David Woolley forums at david-woolley.me.uk
Sun Dec 9 18:12:39 UTC 2007


Grayg Ralphsnyder wrote:

> I think that documentation would be covered by copyright and not 
> license.  A listing of the actual source code would be covered by the 

I'm not sure you understand what a licence is; a licence is permission 
to do something that would otherwise be illegal.  Pure software 
licences, at least as understood by the open source community, in a 
common law environment, are permissions to do things with the software 
that would otherwise be illegal under copyright law, which in the UK, I 
believe, even includes running it.  Open source software licences only 
have meaning because the code is copyright.

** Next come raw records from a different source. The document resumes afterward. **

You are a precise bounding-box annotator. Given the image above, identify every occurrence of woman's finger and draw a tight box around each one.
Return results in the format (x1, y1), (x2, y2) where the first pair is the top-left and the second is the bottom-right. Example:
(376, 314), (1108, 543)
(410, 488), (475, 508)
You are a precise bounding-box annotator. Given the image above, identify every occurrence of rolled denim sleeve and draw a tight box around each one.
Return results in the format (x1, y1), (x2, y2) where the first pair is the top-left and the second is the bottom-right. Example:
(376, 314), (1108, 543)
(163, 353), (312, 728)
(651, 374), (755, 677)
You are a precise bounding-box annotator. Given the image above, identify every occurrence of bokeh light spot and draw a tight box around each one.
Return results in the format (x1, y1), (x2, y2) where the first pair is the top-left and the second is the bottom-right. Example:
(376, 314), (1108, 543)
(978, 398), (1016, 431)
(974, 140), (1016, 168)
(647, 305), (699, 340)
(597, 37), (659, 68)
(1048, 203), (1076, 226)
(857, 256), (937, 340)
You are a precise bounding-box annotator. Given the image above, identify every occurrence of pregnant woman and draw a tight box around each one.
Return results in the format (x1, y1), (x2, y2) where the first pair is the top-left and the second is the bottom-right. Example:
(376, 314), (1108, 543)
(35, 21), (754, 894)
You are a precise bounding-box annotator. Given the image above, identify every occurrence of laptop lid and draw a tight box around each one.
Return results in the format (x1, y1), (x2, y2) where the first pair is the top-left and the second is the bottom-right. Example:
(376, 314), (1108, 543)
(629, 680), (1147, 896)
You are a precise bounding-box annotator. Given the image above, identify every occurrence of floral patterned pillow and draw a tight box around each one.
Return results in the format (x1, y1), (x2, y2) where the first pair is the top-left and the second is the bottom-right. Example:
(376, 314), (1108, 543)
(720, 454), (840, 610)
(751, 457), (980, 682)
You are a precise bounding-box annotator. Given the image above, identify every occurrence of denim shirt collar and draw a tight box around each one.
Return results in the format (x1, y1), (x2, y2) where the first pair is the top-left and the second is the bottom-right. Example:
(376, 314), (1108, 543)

If you supply documentation with open source code, it would be very 
strange not to let at least the key documentation be copied and included 
with the redistributed code.  However, if you relied purely on copyright 
and didn't give a licence to copy the documentation, that would be the 
result; something the FSF certainly wouldn't approve of, even if it is 
not required for the OSD.  (In the real world, it may well  be the case 
that the software is impractical to use unless you've previously read 
the O'Reilly book, but it will generally still include a README and an 
INTALLATION file, as documentation.)

Note that most commercial "licence agreements" intend to be contracts, 
and, although they give permissions to do what would otherwise be 
illegal, they typically also remove rights that one would have under 
copyright law.

IANAL so TINLA.

-- 
David Woolley
Emails are not formal business letters, whatever businesses may want.
RFC1855 says there should be an address here, but, in a world of spam,
that is no longer good advice, as archive address hiding may not work.